# Where To Buy a Reef Tank on line



## triggerboy1957 (Jan 7, 2011)

I am looking for some suggestions were would be the best place to look on line to purchase a complete 150 gallon reef tank? The last time I owned a saltwater tank was in the dark ages (the mid 80's). So much has changed, so I feel a complete unit with lights, filters, portein skimmer etc would be the way to go.
Thanks for any help!

​


----------



## Warpig (Mar 6, 2010)

craigslist

I picked up a 180 Gallon dual overflow with T5 10000K/Actinic lighting a pump acrylic sump a skimmer 150+ lbs of live rock ~150lbs of live sand and about $1000 worth of fish and coral for $950

just keep your eyes open you can find some nice stuff for decent prices there


----------



## KMS1989 (Oct 18, 2010)

I agree.
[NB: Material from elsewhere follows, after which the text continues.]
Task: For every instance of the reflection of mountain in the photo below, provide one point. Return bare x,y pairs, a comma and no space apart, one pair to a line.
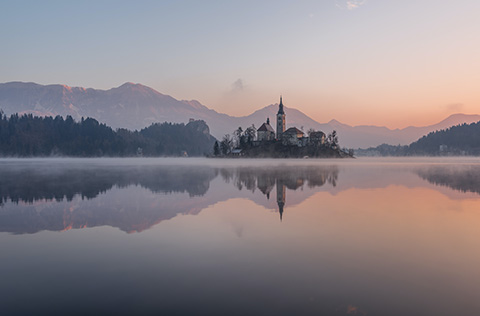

Craigslist is a great place to go. I just got a 55 gallon already set up tank w/ fish, LR,LS, all equipment, etc. for $100. Good luck and happy searching 
_Posted via Mobile Device_


----------



## Mattcot (Nov 10, 2010)

i wish the UK had sum where like "the Craigslist "


----------



## triggerboy1957 (Jan 7, 2011)

After much research the best place online to purchase a tank is glasscages.com


----------